According to giant group, there had been a boom in the number of offshore providers of tax services to contractors following the Managed Service Companies (MSC) legislation in 2007, which made it much harder for contractors to minimise their tax liabilities by using UK-based providers.
Following a High Court ruling last week (28/01/10), however, HMRC is now in a position where it can introduce anti-avoidance measures that apply tax retrospectively. This means that any offshore scheme marketed as legitimate could be made retrospectively illegal, leaving contractors having to pay tax backdated for many years.

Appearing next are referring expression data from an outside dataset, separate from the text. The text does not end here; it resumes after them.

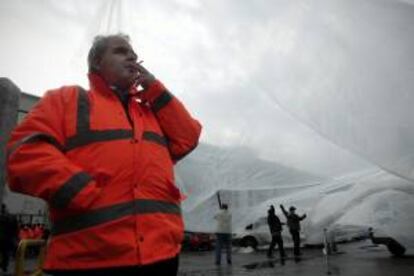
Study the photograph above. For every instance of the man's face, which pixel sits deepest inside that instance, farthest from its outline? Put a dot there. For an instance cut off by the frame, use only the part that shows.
(118, 64)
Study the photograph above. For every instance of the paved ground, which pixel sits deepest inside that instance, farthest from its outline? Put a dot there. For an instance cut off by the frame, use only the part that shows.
(353, 260)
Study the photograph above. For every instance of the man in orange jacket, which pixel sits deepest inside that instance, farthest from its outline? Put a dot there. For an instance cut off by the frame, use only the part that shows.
(103, 160)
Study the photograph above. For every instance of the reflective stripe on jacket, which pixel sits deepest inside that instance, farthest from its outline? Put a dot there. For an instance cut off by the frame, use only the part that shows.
(108, 180)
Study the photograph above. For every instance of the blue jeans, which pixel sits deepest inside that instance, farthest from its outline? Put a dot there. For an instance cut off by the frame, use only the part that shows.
(223, 240)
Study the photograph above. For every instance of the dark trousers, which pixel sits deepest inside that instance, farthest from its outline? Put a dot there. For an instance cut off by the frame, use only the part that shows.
(164, 268)
(276, 239)
(223, 240)
(296, 242)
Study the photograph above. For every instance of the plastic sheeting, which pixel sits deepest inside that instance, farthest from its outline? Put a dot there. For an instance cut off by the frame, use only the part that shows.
(302, 102)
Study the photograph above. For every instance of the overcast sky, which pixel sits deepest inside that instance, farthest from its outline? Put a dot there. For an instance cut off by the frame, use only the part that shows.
(246, 69)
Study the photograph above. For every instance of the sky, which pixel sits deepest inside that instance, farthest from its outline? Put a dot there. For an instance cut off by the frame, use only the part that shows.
(213, 55)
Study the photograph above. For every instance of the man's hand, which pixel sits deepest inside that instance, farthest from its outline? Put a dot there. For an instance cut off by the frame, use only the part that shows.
(145, 78)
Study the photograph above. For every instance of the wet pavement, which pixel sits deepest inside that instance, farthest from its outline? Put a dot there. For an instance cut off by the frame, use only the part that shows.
(353, 260)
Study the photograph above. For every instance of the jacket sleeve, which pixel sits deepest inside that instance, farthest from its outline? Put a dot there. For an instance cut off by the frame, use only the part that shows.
(181, 129)
(37, 164)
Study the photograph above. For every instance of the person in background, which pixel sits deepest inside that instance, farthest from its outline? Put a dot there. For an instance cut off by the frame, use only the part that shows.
(275, 227)
(103, 161)
(223, 234)
(293, 222)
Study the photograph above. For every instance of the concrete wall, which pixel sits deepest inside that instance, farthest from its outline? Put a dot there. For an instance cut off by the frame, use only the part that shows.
(9, 103)
(14, 107)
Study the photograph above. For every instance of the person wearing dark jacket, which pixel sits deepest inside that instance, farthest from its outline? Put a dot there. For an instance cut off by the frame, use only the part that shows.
(103, 161)
(275, 227)
(293, 222)
(8, 237)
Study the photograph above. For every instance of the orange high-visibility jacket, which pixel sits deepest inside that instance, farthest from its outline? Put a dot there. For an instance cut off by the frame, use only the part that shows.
(107, 177)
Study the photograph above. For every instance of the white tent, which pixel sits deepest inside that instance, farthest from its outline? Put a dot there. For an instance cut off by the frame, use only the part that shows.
(302, 102)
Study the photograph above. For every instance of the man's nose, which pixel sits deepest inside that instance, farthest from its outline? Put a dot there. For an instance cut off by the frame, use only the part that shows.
(132, 56)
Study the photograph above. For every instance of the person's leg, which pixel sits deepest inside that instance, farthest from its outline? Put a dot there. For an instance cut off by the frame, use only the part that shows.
(218, 248)
(271, 246)
(279, 241)
(296, 242)
(5, 257)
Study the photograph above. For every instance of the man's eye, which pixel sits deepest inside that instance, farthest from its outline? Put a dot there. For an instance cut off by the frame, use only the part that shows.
(120, 51)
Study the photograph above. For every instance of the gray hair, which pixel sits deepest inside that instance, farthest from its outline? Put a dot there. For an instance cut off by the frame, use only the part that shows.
(99, 46)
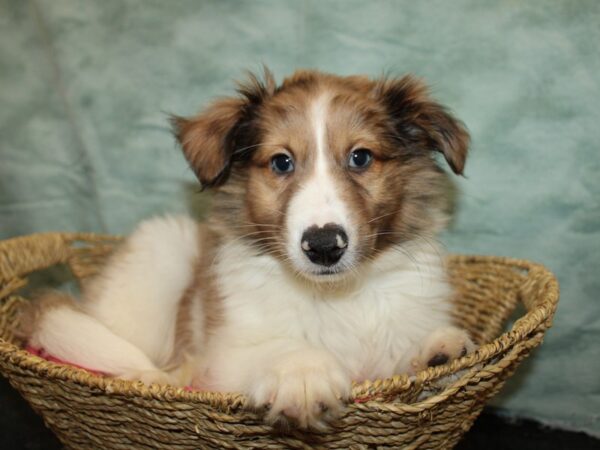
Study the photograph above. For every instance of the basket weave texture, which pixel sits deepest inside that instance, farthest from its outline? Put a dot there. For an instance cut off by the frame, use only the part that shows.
(89, 411)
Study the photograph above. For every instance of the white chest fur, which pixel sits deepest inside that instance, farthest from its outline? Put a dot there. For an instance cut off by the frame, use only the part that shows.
(370, 324)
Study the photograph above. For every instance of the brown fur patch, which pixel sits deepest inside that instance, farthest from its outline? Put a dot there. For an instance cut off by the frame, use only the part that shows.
(401, 196)
(203, 284)
(34, 311)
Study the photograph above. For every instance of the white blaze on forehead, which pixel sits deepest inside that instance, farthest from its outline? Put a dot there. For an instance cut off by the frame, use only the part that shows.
(318, 202)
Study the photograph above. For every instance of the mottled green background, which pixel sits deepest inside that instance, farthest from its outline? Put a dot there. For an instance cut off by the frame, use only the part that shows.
(85, 87)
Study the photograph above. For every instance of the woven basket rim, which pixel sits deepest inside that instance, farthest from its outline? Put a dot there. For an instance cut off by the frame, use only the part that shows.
(532, 322)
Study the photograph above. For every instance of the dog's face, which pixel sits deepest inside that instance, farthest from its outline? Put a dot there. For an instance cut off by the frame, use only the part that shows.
(326, 172)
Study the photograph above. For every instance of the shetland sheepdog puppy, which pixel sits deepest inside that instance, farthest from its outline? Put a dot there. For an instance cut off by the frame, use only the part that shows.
(318, 264)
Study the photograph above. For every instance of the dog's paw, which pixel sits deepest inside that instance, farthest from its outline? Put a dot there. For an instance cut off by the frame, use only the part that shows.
(305, 389)
(441, 347)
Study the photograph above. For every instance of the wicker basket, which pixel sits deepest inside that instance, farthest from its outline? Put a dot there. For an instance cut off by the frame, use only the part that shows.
(88, 411)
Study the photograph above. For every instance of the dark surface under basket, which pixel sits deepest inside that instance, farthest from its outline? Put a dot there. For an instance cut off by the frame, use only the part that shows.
(87, 411)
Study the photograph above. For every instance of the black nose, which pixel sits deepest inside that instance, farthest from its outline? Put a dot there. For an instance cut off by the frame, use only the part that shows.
(324, 245)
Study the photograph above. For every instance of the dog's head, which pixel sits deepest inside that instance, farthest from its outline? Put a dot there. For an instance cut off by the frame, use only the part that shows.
(325, 172)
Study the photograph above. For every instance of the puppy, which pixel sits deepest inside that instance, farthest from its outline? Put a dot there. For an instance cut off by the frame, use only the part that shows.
(317, 266)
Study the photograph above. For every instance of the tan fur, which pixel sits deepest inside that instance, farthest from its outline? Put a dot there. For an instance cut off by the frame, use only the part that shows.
(403, 195)
(33, 312)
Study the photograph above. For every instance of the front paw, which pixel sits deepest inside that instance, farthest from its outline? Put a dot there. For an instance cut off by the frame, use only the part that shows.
(305, 389)
(441, 347)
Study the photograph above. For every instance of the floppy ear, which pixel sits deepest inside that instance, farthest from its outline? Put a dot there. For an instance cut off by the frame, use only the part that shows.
(420, 121)
(220, 135)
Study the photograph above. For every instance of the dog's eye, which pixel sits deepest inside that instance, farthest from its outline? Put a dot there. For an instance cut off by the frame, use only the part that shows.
(282, 163)
(360, 159)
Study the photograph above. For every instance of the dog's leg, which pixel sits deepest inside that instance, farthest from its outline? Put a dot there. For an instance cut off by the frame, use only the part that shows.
(442, 346)
(296, 384)
(65, 332)
(139, 293)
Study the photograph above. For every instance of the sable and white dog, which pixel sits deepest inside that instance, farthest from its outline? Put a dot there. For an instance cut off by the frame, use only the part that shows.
(318, 264)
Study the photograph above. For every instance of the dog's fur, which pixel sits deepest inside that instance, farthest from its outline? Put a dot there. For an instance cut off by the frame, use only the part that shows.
(235, 304)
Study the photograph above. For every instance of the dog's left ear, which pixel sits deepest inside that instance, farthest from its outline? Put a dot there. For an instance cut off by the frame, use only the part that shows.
(420, 121)
(223, 133)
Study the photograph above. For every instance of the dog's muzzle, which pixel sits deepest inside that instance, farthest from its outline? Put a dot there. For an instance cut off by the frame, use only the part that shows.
(324, 245)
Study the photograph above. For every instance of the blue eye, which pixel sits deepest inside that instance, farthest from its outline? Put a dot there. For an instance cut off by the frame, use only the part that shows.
(282, 163)
(360, 159)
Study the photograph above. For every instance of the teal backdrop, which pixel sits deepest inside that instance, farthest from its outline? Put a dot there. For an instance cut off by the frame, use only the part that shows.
(86, 86)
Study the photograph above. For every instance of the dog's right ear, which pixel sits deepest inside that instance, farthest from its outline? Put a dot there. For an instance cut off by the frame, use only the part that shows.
(214, 139)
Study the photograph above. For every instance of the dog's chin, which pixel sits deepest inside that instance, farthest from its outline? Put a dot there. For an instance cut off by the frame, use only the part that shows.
(326, 275)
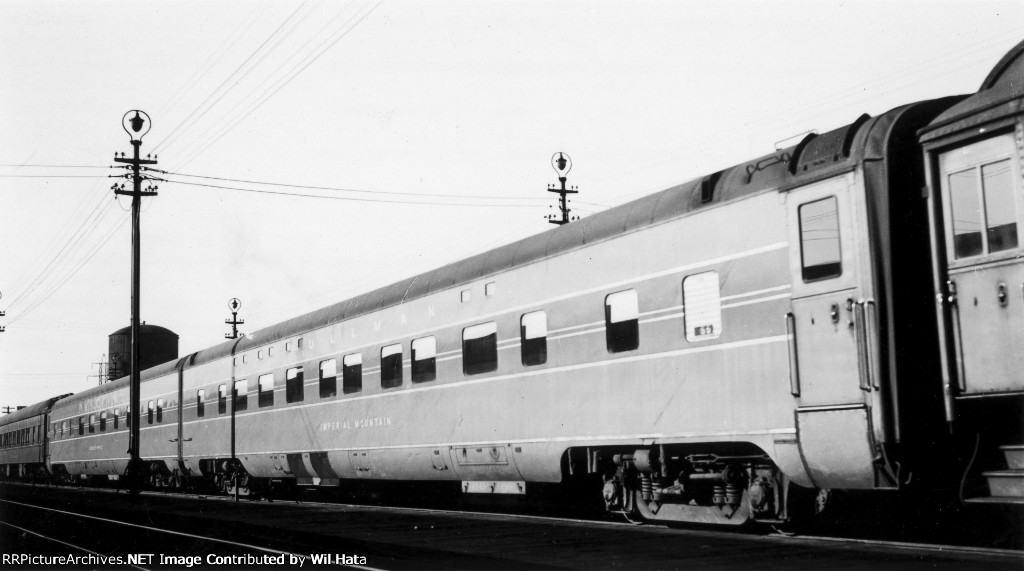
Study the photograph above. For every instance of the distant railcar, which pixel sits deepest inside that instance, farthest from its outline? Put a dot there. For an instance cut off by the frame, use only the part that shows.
(808, 319)
(24, 443)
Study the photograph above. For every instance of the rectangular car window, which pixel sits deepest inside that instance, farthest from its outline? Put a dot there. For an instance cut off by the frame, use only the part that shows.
(534, 338)
(424, 359)
(479, 348)
(622, 321)
(819, 242)
(329, 379)
(351, 381)
(391, 366)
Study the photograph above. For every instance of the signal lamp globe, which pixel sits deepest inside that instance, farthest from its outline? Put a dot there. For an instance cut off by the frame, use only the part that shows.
(562, 164)
(136, 123)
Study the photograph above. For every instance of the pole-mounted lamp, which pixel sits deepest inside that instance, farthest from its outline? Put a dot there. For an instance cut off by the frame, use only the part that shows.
(134, 126)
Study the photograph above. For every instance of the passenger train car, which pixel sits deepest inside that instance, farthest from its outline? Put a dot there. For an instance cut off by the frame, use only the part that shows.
(846, 313)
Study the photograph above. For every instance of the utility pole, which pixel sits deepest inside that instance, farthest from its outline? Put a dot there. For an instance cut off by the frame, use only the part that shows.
(562, 165)
(100, 370)
(235, 305)
(136, 127)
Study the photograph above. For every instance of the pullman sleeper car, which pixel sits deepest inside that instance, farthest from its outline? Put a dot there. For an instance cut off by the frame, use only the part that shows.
(805, 320)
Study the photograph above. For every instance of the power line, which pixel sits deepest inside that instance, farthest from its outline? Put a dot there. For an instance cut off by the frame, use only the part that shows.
(188, 120)
(283, 83)
(256, 92)
(51, 176)
(350, 199)
(54, 166)
(312, 187)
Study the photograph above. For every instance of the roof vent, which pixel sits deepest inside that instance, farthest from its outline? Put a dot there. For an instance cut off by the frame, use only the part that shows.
(708, 184)
(813, 152)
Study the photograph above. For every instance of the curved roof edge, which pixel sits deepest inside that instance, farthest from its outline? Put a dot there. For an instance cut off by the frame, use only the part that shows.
(1001, 94)
(1001, 67)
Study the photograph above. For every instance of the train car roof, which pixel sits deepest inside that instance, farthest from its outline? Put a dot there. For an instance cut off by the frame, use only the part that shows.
(1000, 95)
(813, 158)
(30, 411)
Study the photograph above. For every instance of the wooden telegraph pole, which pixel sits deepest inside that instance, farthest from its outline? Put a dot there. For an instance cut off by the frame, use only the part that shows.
(136, 127)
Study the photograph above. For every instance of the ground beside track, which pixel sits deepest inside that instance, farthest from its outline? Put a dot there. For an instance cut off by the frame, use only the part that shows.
(397, 538)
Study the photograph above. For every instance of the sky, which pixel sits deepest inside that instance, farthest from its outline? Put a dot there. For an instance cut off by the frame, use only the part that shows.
(421, 132)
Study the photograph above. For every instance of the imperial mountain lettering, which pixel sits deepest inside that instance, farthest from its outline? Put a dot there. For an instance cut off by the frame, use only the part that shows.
(369, 422)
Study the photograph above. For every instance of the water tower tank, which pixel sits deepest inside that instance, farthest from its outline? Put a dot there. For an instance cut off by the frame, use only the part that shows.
(157, 345)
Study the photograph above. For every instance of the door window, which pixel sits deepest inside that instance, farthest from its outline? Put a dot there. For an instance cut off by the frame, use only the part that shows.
(820, 255)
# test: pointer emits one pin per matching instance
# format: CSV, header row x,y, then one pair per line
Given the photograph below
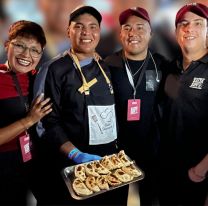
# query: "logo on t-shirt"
x,y
197,83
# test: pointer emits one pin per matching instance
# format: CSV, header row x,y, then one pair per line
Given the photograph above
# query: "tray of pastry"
x,y
96,177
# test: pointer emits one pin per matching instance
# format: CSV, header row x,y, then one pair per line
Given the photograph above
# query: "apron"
x,y
100,108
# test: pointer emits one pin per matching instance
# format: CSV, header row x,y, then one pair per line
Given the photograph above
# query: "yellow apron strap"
x,y
85,85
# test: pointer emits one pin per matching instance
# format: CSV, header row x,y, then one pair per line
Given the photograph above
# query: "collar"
x,y
203,60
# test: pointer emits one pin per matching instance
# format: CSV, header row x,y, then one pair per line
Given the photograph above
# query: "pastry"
x,y
112,180
102,182
116,161
80,188
122,176
131,170
122,156
79,172
92,184
90,170
106,162
100,169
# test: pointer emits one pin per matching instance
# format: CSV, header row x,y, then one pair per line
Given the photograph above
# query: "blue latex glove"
x,y
81,157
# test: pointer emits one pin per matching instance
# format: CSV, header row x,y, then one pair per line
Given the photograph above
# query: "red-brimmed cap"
x,y
82,9
196,8
135,11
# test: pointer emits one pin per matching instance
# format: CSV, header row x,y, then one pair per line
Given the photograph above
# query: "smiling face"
x,y
191,34
20,53
84,34
135,36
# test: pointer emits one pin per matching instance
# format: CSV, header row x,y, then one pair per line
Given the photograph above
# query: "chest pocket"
x,y
152,80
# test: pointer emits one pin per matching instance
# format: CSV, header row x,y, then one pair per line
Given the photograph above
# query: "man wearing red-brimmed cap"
x,y
185,120
136,75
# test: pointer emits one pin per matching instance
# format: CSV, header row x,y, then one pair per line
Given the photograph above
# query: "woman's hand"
x,y
38,110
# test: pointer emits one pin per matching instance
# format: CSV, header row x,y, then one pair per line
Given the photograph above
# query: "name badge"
x,y
133,113
25,147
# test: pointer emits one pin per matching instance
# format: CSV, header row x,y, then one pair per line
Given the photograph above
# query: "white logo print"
x,y
197,83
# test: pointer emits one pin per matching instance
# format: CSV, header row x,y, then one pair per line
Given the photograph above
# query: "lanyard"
x,y
130,77
86,85
19,90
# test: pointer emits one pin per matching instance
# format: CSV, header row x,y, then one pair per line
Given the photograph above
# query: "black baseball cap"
x,y
83,10
135,11
196,8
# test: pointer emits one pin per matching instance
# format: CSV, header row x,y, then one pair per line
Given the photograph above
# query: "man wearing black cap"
x,y
83,125
184,143
136,75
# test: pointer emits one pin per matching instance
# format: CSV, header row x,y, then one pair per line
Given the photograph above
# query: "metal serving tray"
x,y
68,176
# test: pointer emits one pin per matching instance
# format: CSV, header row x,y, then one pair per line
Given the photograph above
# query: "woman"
x,y
26,41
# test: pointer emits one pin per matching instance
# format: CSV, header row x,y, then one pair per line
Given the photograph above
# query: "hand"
x,y
81,157
39,109
195,177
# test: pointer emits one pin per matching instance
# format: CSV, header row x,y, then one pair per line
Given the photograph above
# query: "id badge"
x,y
133,113
25,147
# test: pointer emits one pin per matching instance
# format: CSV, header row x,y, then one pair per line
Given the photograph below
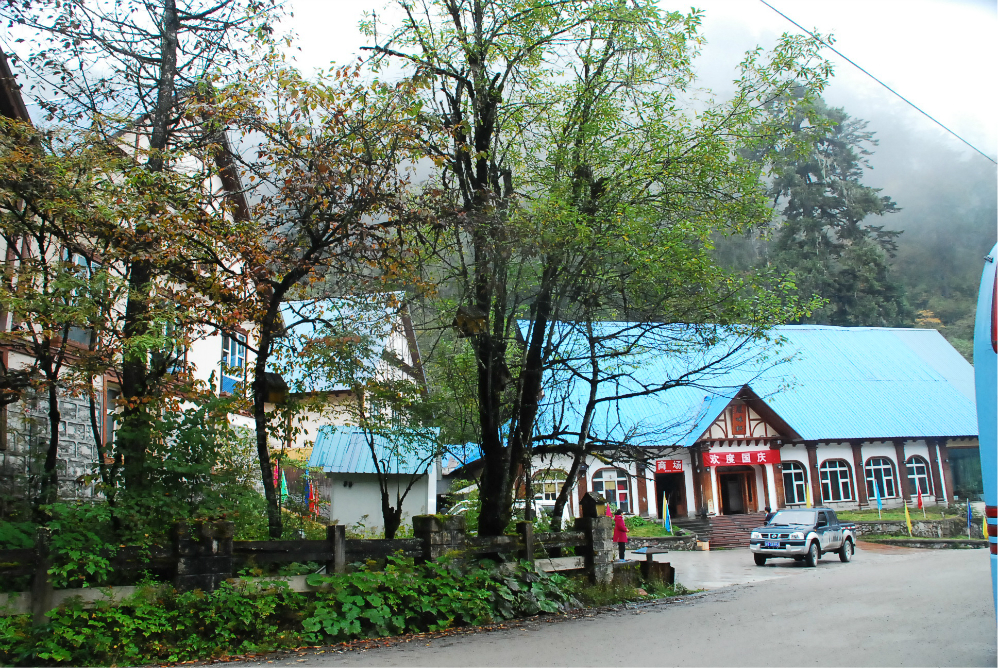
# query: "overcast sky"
x,y
941,55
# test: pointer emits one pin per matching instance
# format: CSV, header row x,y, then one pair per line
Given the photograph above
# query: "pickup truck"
x,y
803,534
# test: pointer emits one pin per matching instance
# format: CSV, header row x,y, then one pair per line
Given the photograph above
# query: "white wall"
x,y
348,505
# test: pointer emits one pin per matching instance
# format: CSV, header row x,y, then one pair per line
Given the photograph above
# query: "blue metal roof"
x,y
826,383
340,449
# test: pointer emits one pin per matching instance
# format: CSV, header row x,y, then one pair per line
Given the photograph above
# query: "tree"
x,y
326,189
131,70
348,345
56,289
823,237
554,127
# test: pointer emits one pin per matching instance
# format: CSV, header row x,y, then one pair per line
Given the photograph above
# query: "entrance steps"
x,y
723,530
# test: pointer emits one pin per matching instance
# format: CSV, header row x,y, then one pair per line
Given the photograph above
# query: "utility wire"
x,y
857,66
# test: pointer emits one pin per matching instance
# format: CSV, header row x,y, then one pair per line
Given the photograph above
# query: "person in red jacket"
x,y
619,532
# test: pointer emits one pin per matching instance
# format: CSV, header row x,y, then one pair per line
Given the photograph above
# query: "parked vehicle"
x,y
803,535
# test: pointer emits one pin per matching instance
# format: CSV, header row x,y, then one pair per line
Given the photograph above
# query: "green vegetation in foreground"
x,y
897,514
160,625
640,527
880,536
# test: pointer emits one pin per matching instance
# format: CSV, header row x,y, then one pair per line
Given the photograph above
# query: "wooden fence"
x,y
202,555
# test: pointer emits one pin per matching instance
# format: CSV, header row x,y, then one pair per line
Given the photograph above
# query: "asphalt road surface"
x,y
889,607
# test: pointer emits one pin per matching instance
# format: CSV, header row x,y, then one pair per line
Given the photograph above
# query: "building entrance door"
x,y
671,486
736,492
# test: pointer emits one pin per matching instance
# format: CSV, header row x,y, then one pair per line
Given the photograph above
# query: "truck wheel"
x,y
845,553
812,555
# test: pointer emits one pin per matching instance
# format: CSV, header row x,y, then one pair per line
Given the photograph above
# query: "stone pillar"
x,y
812,469
777,469
598,550
204,554
699,504
440,535
526,531
41,586
934,470
902,469
859,472
766,475
336,534
947,472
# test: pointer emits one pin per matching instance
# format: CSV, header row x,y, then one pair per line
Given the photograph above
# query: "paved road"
x,y
889,607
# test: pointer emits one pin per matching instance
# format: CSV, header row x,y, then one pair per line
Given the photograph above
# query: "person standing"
x,y
619,532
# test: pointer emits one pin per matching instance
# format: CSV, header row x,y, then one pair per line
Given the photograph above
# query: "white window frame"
x,y
875,468
797,473
233,347
916,477
600,479
839,470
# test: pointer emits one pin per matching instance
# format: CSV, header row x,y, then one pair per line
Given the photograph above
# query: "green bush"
x,y
161,625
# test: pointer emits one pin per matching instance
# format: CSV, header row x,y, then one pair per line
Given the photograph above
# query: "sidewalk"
x,y
722,568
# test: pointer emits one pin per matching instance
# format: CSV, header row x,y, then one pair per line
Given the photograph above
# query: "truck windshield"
x,y
789,517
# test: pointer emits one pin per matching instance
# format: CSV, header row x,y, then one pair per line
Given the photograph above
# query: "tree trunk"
x,y
274,520
135,432
50,476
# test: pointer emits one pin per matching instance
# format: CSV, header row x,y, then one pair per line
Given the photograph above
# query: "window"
x,y
794,483
834,476
880,471
110,413
612,484
547,484
233,362
918,474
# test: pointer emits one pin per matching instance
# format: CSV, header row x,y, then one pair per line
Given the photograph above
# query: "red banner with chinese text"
x,y
668,466
741,457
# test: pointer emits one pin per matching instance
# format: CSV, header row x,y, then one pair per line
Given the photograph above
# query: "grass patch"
x,y
640,527
613,593
895,515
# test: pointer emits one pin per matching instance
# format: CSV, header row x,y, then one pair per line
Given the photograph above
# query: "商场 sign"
x,y
668,466
741,457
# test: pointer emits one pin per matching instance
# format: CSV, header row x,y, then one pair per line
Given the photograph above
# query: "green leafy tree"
x,y
824,237
561,150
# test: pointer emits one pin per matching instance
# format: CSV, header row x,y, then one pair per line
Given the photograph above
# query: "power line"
x,y
861,69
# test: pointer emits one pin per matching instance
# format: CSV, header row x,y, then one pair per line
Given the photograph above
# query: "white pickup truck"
x,y
803,534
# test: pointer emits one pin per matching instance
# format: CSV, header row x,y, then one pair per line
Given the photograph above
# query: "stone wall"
x,y
948,528
678,543
22,462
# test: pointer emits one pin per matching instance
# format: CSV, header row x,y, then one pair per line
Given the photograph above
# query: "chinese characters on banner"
x,y
740,457
668,466
739,419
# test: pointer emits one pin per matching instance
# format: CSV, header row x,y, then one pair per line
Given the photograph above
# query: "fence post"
x,y
440,534
526,531
41,585
336,534
203,551
598,550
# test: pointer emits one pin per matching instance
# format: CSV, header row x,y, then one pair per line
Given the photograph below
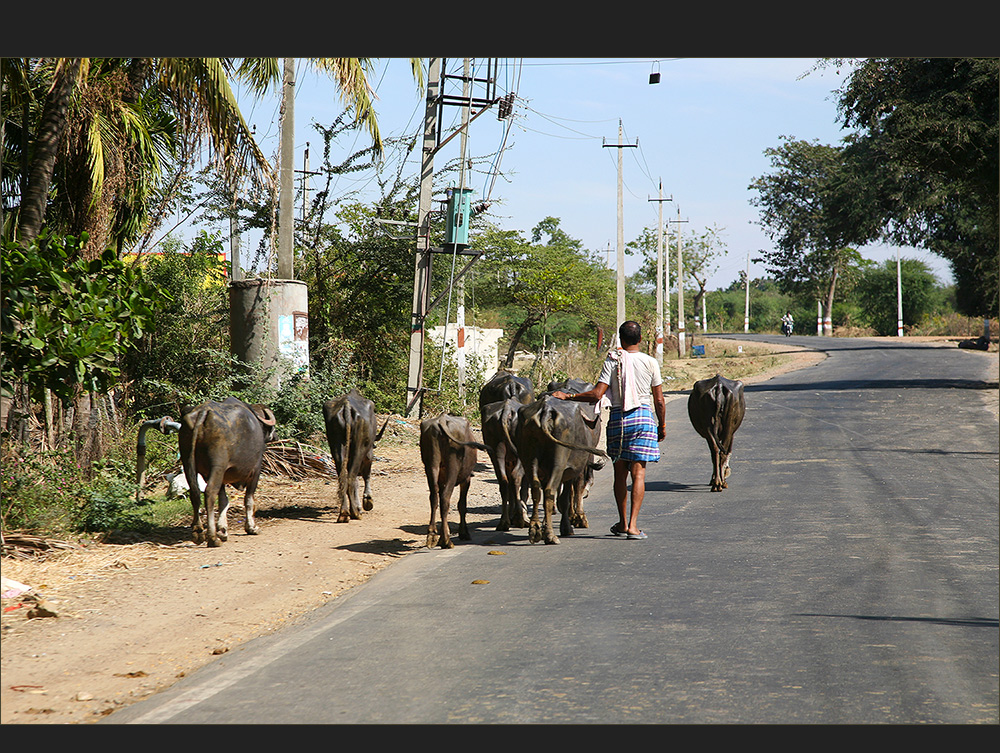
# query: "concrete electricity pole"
x,y
746,306
287,173
681,346
621,233
659,277
460,313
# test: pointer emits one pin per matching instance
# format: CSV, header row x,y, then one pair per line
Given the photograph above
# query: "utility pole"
x,y
422,262
621,233
305,172
460,313
287,173
746,306
681,347
422,303
899,297
659,277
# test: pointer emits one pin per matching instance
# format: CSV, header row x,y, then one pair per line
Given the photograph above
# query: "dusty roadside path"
x,y
132,619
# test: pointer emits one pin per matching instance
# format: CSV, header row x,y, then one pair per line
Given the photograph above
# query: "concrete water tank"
x,y
269,323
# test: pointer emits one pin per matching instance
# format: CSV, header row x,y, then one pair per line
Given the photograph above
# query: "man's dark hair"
x,y
630,333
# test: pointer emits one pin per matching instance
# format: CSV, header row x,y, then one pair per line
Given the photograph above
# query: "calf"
x,y
224,443
499,423
350,432
556,441
716,408
448,452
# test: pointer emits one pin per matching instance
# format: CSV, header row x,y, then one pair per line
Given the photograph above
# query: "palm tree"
x,y
106,126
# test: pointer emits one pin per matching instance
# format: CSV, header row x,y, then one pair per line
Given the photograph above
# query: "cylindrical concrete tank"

The High Court ruled last week that an IT contractor would have to pay retrospective tax of 80,000 after HMRC introduced measures in the Finance Act 2008 to close a loophole to prevent contractors receiving income offshore via a trust at a taxable rate of 3.5%. Several thousand contractors are likely to be affected by the ruling, many of whom could now face bankruptcy.
Matthew Brown, Managing Director of giant group, comments: This ruling sends a clear signal that if tax arrangements are blatantly artificial, they can be taxed retrospectively. Even if a tax scheme exploits a loophole in current law the risks of using it are still very real. As a general rule, if a tax scheme sounds too good to be true, it probably is.
Numerous providers of tax services to contractors operate offshore. Contractors and recruiters need to be wary about dealing with these providers as the risk of retrospective measures from HMRC has significantly increased.
He adds: Contractors could try to persuade HMRC to collect outstanding tax from scheme promoters, but this may not be possible, in which case recruitment agencies could also be in the firing line. HMRC has already shown its willingness to include debt transfer provisions in anti-avoidance legislation, so in cases where it believes debts will be unrecoverable from contractors, recruiters could be targeted if schemes are deemed to be MSCs.